By 22 novembre 2014 MyBlog No Comments

Les innovations d’ Alde Manuce

Depuis 1465, il existe des caractères typographiques reproduisant l’écriture des humanistes italiens. Très clair et très lisible, ce type d’écriture connaît un grand succès en Italie jusqu’à la fin du XVe siècle. Il se caractérise par son aspect artisanal, « la fermeté de son tracé, une certaine rusticité d’allure due au faible contraste de ses pleins et déliés» (R. Ponot). L’un des plus beaux modèles de cette lettre est le romain gravé en 1470 par un Français expatrié à Venise, Nicolas Jenson.

À l’extrême fin du XVe siècle toutefois, le dessin des caractères romains va être considérablement amélioré. L’initiative revient à un célèbre imprimeur, Alde Manuce, humaniste réputé et grand innovateur. Installé à Venise en 1494, Alde Manuce s’allie à un graveur de caractère italien, Francesco Griffo, dit François de Bologne. Il lui commande la gravure d’une nouvelle typographie romaine. Après plusieurs tentatives, en 1495, Griffo parvient à réaliser une lettre romaine particulièrement élégante et innovante, qui se caractérise par un fort contraste entre les pleins et les déliés, des capitales moins hautes que les lettres longues, et une graisse distribuée sur un axe moins incliné.
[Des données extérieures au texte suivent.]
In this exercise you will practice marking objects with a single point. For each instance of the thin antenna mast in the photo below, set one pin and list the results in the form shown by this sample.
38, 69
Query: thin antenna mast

Ce caractère est employé pour la première fois pour la composition du De Aetna de Pietro Bembo, publié par Manuce en 1495.

Deux innovations de l’imprimeur italien Alde Manuce marquent la fin du XVe siècle : la création d’une nouvelle typographie romaine et l’invention du livre de petit format, ancêtre de notre livre de poche.
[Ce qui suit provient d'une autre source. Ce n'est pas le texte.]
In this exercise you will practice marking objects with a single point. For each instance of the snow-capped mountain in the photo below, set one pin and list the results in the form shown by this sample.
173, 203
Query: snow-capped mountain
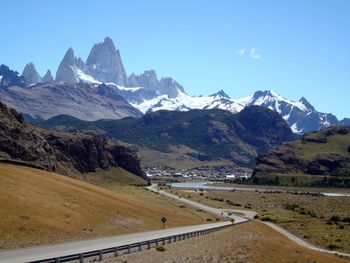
300, 115
184, 102
105, 73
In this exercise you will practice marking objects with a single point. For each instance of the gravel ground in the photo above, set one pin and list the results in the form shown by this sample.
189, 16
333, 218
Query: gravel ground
250, 242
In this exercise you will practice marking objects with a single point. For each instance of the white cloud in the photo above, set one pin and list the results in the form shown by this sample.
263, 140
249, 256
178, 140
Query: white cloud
240, 52
253, 54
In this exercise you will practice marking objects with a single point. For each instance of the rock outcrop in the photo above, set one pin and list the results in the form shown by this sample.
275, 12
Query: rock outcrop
67, 70
322, 153
65, 153
47, 78
9, 77
104, 63
149, 81
210, 134
30, 75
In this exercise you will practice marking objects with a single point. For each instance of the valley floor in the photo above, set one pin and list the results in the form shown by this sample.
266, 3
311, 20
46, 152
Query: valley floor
320, 220
38, 207
249, 242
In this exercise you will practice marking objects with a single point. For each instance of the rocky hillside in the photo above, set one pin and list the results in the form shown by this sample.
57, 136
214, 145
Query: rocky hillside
205, 134
318, 158
81, 100
65, 153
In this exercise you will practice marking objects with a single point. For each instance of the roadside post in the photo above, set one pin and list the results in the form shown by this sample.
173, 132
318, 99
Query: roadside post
163, 219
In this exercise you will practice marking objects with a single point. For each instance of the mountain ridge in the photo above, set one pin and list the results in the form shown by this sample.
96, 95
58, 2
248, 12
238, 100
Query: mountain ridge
147, 93
208, 134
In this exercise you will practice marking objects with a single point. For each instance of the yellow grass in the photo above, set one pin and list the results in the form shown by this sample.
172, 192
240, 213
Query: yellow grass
38, 207
271, 205
251, 242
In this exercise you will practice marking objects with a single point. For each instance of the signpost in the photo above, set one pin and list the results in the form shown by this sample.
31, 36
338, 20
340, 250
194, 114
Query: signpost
163, 219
Ce caractère est le prototype des caractères romains qui triomphent au XVIe siècle. C’est ce dessin de caractère que Claude Garamont améliorera dans les années 1540. Le caractère romain moderne est ainsi désigné, dans la classification de l’Association Typographique internationale (AtypI),
sous le néologisme de « Garalde», réunissant les noms d’Alde et de Garamont.
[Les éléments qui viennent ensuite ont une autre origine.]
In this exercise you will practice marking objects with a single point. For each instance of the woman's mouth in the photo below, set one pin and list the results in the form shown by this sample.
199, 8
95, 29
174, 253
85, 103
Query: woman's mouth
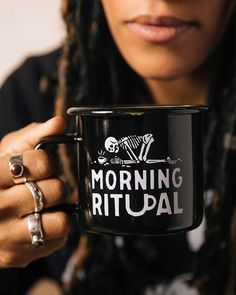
159, 30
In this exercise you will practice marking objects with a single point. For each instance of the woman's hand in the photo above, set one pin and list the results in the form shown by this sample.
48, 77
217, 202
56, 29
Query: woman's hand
17, 202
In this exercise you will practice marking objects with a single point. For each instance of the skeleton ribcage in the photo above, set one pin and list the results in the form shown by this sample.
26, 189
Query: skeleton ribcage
133, 141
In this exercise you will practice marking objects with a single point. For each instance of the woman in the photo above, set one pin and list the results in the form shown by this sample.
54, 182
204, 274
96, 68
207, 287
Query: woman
148, 51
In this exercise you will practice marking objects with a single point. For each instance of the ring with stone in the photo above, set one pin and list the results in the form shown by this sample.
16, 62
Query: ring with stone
36, 194
17, 169
35, 230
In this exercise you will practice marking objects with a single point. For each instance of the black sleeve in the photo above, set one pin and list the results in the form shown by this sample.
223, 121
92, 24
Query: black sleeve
24, 98
28, 94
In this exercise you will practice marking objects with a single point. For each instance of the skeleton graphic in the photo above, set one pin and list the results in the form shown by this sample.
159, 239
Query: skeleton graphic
131, 144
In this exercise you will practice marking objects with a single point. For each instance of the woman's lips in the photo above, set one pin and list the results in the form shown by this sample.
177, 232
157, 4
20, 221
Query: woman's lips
159, 29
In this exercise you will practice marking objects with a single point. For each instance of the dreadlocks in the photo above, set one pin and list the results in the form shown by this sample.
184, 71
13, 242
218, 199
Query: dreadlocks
92, 72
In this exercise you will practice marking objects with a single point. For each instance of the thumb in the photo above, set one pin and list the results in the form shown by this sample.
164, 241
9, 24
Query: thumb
27, 137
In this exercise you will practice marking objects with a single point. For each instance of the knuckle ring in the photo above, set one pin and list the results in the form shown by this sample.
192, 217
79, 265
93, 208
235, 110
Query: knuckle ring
37, 195
17, 169
35, 230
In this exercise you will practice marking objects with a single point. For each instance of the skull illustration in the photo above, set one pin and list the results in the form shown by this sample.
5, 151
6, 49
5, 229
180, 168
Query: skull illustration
111, 145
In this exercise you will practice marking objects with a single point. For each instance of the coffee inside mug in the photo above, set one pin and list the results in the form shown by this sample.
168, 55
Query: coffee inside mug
140, 168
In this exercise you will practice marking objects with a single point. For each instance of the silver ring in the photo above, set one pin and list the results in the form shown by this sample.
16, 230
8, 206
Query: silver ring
37, 195
35, 230
17, 169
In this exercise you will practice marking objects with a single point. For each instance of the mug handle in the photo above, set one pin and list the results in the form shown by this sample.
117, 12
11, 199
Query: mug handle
60, 139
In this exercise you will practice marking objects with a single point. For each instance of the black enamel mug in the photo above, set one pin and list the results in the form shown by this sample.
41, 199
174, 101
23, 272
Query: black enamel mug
140, 168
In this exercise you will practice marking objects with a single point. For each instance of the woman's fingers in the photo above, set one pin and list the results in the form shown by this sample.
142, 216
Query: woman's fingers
38, 165
16, 249
27, 137
20, 201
Grand innovateur, Alde Manuce charge également Francesco Griffo de graver le premier caractère italique (1499), ainsi qu’un caractère grec cursif, doté d’esprits grecs et d’accents, inspiré des manuscrits byzantins, qui remplace heureusement les rares polices grecques maladroitement gravées dont disposaient jusqu’alors les imprimeurs. C’est également à Alde Manuce que l’on doit l’invention du livre de petit format (in octavo), aisément transportable et manipulable, ancêtre de notre livre de poche.